21.Ld3? f4 22.Sh2 Ld7 23.Tae1 Db6 24.Dc2 Tc8 25.Db1 Kc7 26.Le2 Tce8 27.Lf3 Kc8 28.b3 Dd8 29.b4 Txe1 30.Lxe1 Df6 31.Lf2 Kb8 32.Sf1 d5 33.Sd2 Se7 34.b5 Db6 35.a4 Dg6 36.Db4 Te8 37.Sb3 Sc8

Tarrasch hat seine Gewinnstellung konsequent herunter gewirtschaftet. Die Chancen stehen gleich.

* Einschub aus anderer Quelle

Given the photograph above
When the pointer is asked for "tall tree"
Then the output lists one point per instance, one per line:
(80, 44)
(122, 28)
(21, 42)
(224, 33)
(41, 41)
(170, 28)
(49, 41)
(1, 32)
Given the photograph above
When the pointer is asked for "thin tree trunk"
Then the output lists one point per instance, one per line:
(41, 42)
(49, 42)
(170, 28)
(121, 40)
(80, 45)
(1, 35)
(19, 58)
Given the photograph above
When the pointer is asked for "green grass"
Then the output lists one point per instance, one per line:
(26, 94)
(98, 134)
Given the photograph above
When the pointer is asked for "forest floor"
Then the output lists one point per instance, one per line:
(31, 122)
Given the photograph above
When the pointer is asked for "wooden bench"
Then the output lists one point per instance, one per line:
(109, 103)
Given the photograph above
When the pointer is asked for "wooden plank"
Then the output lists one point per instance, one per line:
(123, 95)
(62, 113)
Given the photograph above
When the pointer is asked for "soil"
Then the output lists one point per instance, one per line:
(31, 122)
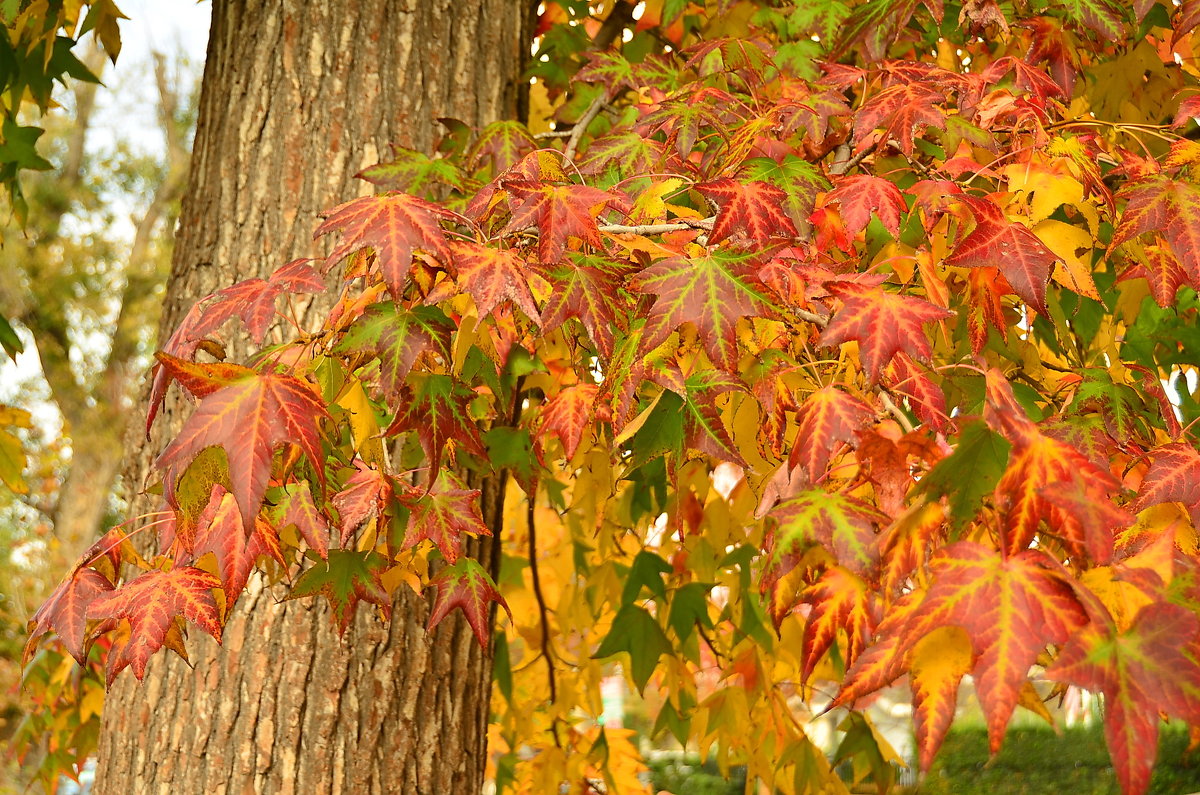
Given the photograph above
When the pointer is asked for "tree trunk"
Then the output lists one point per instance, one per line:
(297, 99)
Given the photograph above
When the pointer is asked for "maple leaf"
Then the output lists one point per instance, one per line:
(397, 336)
(1105, 17)
(1162, 272)
(1147, 668)
(862, 196)
(153, 603)
(220, 531)
(249, 419)
(827, 418)
(443, 514)
(1168, 207)
(367, 494)
(589, 288)
(1009, 607)
(1174, 476)
(799, 180)
(712, 292)
(493, 275)
(1025, 77)
(503, 143)
(1039, 462)
(345, 579)
(845, 526)
(702, 425)
(925, 399)
(253, 299)
(559, 211)
(467, 586)
(939, 663)
(395, 225)
(901, 111)
(567, 417)
(414, 172)
(295, 507)
(438, 410)
(882, 323)
(841, 601)
(1007, 245)
(753, 209)
(66, 611)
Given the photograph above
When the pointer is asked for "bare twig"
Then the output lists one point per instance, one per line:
(844, 162)
(547, 652)
(581, 126)
(681, 225)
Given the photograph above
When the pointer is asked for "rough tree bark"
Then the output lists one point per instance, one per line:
(297, 99)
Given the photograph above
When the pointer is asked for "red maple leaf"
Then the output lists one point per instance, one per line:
(153, 604)
(443, 515)
(1174, 476)
(367, 494)
(559, 211)
(753, 209)
(862, 196)
(219, 531)
(1149, 668)
(712, 292)
(567, 417)
(827, 418)
(1007, 245)
(395, 225)
(1011, 607)
(840, 601)
(1162, 272)
(467, 586)
(901, 111)
(1168, 207)
(66, 611)
(492, 276)
(925, 399)
(882, 323)
(249, 419)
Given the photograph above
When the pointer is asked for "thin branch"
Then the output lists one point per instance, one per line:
(581, 126)
(547, 652)
(892, 408)
(844, 163)
(682, 225)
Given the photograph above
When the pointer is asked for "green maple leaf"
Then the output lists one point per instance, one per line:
(636, 632)
(1150, 667)
(397, 336)
(711, 292)
(437, 410)
(443, 515)
(345, 579)
(592, 290)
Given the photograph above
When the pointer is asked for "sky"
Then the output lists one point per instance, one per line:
(126, 109)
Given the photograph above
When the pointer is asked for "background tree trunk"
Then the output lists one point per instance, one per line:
(297, 99)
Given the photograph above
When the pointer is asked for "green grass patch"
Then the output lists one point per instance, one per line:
(1038, 761)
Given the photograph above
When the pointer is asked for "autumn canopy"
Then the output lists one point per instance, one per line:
(813, 348)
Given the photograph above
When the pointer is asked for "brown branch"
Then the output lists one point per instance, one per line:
(682, 225)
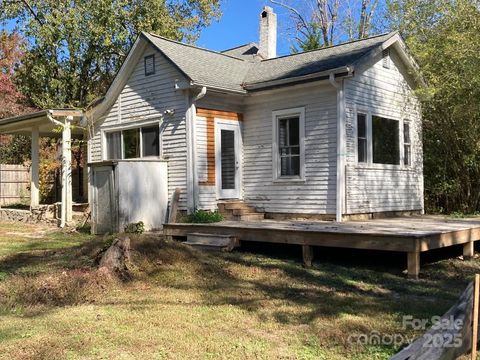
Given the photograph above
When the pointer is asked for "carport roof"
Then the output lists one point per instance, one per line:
(24, 123)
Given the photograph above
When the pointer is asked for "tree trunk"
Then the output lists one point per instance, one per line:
(117, 258)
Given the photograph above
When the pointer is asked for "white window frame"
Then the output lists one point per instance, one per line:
(369, 163)
(139, 125)
(276, 116)
(410, 144)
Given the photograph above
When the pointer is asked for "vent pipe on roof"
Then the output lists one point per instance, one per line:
(268, 33)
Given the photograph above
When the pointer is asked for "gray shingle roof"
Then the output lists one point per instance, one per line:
(311, 62)
(205, 67)
(247, 51)
(233, 68)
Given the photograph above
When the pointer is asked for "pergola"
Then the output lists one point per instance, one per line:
(48, 123)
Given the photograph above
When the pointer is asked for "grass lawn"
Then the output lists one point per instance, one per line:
(185, 304)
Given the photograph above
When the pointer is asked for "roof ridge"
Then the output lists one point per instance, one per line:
(240, 46)
(333, 46)
(193, 46)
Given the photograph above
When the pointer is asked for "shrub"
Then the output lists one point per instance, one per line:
(204, 217)
(135, 228)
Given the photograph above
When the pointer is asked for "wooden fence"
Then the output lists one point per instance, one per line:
(455, 333)
(14, 184)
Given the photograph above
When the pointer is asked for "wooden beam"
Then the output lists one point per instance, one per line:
(468, 250)
(413, 263)
(307, 253)
(35, 177)
(475, 317)
(66, 173)
(300, 237)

38.Sc5 Dd6 39.a5 Lf8 40.Db3 Td8?? 41.a6 bxa6 42.Sxa6+ Kb7 43.Lxd5+ Kb6 44.c4 1–0

Ich zitiere Tarrasch höchstpersönlich, aus seinem Vorwort zur „Modernen Schachpartie“, erschienen 1912:

„Welchen Aufschwung die Schachkunst in den letzten Jahrzehnten genommen, wie sehr sich das allgemeine Niveau der Spielstärke und der wissenschaftlichen Behandlung der Schachpartie gehoben hat, zeigt sich so recht, wenn man eine Partiensammlung aus früherer, selbst noch gar nicht so lange zurückliegender Zeit, etwa das Buch des Pariser Turniers vom Jahre 1878, kritisch betrachtet. Man findet in der Mehrzahl der Partien einen solchen Dilettantismus in Auffassung und Technik, dass es nicht zu gewagt ist, wenn ich erkläre, das damalige Niveau der Meister habe ungefähr dem der besseren Hauptturnierspieler von heutzutage entsprochen.“

Dem kann ich – ganz ohne Zynismus – beipflichten. Tarrasch war zum Zeitpunkt dieser Partie 26 Jahre alt, und bereits Weltmeisterschafts-Kandidat. Mit solchen Partien würde er in heutigen Hauptturnieren nicht weit kommen. Er hat aber in positionellen und technischen Stellungen weitaus besser gespielt – wissenschaftlich eben. In der besprochenen Partie war er ganz auf seine eigene Intuition und Berechnung gestellt, er hatte keinerlei „wissenschaftliche“ Methoden – ausser der nutzlosen Tempobilanz – zur Hand, und versagte jämmerlich.